Essential for assessing financial health, Realty Income’s ability to generate free cash flow and optimize capital allocation impacts its dividend resilience.
| Factor | 2023 | 2024 | 2025 |
|---|---|---|---|
| Free Cash Flow Yield | 6.48% | 7.40% | 7.57% |
| Earnings Yield | 2.19% | 1.85% | 2.08% |
| CAPEX to Operating Cash Flow | 2.32% | 3.40% | 3.30% |
| Stock-based Compensation to Revenue | 0.64% | 1.09% | 0% |
| Free Cash Flow / Operating Cash Flow Ratio | 97.68% | 96.60% | 96.70% |
The cash flow stability is solid, with a high free cash flow yield indicating effective capital utilization.
Balance sheet strength is pivotal for financial stability and handling economic fluctuations. Realty Income’s ratios reflect moderate leverage.
| Factor | 2023 | 2024 | 2025 |
|---|---|---|---|
| Debt-to-Equity | 0.67 | 0.69 | 0.83 |
| Debt-to-Assets | 0.38 | 0.39 | 0.45 |
| Debt-to-Capital | 0.40 | 0.41 | 0.45 |
| Net Debt to EBITDA | 6.04 | 6.08 | 9.13 |
| Current Ratio | 1.53 | 1.68 | 0.51 |
| Quick Ratio | 1.52 | 1.68 | 0.51 |
| Financial Leverage | 1.75 | 1.77 | 1.85 |
The increasing debt ratios warrant caution, though they remain manageable within the REIT sector benchmarks.
Realized through ratios like Return on Equity and margins, these figures illustrate Realty Income’s operational effectiveness.
| Factor | 2023 | 2024 | 2025 |
|---|---|---|---|
| Return on Equity | 2.65% | 2.22% | 2.68% |
| Return on Assets | 1.51% | 1.25% | 1.45% |
| Net Margin | 21.39% | 16.33% | 18.41% |
| EBIT Margin | 41.87% | 36.65% | 18.76% |
| EBITDA Margin | 88.33% | 82.10% | 61.76% |
| Gross Margin | 92.23% | 92.83% | 89.80% |
| R&D to Revenue | 0% | 0% | 0% |
These robust profitability metrics underpin Realty Income’s steady dividend and potential for sustained shareholder value creation.

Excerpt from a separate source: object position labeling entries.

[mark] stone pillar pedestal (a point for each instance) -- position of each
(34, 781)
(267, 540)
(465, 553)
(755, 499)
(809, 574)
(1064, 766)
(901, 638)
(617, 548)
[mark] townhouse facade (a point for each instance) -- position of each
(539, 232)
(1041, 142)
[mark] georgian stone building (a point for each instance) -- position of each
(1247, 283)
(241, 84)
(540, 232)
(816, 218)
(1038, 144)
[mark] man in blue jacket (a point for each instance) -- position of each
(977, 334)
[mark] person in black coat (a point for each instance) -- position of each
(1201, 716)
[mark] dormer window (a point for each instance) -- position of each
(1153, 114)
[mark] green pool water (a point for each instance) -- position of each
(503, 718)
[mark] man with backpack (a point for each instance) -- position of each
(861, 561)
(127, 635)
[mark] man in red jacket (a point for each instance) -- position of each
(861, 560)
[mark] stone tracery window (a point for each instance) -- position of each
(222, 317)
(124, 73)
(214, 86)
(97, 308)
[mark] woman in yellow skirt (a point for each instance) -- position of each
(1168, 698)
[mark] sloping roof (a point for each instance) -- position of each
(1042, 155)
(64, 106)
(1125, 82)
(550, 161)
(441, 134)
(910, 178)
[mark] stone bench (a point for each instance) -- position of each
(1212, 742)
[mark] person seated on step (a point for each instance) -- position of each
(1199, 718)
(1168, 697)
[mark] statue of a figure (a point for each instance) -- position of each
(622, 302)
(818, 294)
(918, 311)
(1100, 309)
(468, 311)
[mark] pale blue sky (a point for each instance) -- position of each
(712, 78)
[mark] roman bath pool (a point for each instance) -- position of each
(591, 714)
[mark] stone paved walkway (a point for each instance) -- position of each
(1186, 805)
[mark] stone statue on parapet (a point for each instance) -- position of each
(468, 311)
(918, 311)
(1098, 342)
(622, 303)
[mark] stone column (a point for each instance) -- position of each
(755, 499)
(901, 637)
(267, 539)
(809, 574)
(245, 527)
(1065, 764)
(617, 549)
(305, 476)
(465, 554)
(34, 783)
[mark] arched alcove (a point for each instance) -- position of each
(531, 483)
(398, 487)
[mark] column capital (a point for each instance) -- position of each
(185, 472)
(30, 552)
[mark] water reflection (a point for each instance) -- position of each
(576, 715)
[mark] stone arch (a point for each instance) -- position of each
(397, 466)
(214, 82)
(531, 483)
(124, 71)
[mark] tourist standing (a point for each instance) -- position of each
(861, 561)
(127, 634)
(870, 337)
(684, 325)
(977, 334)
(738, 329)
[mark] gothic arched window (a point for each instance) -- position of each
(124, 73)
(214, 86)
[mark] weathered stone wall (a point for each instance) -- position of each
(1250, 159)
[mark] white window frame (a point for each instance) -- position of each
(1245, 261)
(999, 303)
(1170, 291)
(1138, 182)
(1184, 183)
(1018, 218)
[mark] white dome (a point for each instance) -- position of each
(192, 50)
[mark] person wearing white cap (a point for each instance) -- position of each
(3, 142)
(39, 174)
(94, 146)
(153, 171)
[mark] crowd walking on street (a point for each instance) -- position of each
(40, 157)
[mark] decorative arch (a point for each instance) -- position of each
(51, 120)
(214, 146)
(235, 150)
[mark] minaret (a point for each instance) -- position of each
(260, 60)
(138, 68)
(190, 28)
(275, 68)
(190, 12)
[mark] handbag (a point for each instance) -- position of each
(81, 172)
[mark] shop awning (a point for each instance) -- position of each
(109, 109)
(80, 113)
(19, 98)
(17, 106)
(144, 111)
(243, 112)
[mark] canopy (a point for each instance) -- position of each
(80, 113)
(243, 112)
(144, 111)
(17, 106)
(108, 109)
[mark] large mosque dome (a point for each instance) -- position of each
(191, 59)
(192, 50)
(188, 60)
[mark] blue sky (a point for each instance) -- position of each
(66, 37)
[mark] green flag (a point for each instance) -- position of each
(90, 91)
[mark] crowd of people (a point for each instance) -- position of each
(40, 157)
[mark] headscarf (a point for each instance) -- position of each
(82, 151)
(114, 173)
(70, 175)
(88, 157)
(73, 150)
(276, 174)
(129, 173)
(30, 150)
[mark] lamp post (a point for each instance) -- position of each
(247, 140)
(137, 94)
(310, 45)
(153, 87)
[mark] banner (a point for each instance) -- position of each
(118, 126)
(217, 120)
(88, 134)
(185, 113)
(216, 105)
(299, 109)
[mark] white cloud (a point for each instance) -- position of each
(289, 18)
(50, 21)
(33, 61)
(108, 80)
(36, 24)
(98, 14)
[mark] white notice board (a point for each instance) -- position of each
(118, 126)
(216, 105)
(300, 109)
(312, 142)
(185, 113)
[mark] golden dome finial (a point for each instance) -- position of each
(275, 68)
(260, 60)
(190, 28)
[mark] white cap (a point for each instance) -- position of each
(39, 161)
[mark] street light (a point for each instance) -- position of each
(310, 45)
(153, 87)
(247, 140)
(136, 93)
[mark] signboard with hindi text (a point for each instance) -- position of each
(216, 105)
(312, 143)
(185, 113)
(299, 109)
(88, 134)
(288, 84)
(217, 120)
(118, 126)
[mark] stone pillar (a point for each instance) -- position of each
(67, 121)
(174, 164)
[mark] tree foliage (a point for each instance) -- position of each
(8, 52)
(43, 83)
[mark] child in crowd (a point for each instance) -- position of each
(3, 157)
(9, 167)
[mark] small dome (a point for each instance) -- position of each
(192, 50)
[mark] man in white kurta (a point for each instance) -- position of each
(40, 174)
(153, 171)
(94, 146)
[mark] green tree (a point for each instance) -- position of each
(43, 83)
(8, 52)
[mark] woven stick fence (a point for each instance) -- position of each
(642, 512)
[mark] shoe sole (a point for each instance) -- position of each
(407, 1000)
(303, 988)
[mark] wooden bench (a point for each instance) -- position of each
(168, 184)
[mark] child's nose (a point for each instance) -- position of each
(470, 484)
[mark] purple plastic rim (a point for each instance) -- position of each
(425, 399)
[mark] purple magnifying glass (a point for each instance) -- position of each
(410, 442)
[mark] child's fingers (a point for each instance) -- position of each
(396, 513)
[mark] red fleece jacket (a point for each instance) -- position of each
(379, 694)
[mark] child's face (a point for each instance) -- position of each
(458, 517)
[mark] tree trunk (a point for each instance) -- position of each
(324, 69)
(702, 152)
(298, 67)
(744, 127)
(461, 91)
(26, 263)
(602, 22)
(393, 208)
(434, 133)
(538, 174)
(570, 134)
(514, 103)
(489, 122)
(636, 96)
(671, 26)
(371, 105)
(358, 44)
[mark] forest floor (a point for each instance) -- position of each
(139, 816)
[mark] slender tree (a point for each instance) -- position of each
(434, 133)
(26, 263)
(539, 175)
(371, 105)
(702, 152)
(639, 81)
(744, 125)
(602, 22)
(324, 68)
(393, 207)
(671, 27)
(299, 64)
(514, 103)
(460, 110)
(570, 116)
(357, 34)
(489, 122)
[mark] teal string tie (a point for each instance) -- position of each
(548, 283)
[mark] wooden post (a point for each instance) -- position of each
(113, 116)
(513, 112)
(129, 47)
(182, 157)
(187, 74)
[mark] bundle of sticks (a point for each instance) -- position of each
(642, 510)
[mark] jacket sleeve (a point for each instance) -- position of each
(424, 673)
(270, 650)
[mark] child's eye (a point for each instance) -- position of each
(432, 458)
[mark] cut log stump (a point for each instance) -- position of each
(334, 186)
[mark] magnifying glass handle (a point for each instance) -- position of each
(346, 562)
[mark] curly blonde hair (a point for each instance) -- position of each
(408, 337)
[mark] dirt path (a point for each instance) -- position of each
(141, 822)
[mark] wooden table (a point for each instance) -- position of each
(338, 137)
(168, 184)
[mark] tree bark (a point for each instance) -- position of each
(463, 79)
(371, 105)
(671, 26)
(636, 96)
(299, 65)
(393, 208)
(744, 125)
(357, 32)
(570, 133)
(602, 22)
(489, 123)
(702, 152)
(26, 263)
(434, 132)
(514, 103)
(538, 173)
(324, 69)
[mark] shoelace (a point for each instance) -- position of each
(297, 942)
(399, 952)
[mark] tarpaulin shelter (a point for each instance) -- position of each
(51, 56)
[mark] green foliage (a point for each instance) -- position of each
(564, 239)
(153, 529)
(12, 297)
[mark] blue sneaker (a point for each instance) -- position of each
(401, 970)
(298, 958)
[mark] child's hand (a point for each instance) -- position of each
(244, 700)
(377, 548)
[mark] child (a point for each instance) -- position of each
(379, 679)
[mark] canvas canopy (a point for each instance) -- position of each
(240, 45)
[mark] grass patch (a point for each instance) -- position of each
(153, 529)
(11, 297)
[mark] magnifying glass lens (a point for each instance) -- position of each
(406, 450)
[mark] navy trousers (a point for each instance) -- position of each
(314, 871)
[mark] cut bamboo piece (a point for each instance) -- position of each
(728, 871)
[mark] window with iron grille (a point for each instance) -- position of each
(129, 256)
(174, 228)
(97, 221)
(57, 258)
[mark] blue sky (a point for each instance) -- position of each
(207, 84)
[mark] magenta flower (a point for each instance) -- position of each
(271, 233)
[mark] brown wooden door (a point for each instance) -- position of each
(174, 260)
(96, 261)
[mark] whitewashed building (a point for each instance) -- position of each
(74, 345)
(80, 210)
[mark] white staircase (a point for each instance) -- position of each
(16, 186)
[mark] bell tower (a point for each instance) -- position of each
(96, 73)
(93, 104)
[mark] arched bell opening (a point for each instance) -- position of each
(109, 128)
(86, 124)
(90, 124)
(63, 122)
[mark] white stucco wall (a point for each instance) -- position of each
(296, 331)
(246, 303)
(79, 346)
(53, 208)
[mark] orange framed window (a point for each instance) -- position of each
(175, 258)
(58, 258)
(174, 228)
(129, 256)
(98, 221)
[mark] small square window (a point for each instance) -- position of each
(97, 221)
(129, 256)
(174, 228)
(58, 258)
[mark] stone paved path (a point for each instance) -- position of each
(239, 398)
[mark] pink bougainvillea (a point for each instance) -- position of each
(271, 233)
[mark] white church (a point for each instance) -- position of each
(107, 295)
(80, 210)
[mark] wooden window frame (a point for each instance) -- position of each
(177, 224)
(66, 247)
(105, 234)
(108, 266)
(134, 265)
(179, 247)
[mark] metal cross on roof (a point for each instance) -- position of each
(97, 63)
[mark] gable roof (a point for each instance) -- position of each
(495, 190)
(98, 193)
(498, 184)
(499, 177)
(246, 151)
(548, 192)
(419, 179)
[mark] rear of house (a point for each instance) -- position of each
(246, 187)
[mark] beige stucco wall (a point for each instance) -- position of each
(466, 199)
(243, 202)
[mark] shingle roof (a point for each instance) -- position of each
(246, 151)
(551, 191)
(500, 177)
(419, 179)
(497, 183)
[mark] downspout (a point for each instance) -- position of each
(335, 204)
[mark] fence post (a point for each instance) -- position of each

| Category | Score | Score Bar |
|---|---|---|
| Dividend Yield | 5 | |
| Dividend Stability | 5 | |
| Dividend Growth | 3 | |
| Payout Ratio | 2 | |
| Financial Stability | 3 | |
| Dividend Continuity | 5 | |
| Cashflow Coverage | 4 | |
| Balance Sheet Quality | 3 |
Realty Income Corporation receives a strong dividend rating for its robust yield and stable history. The high payout ratio, typical for a REIT, and solid financial metrics reinforce its investment viability for income-focused portfolios. Investors might consider its moderate growth and leverage when assessing overall risks and opportunities.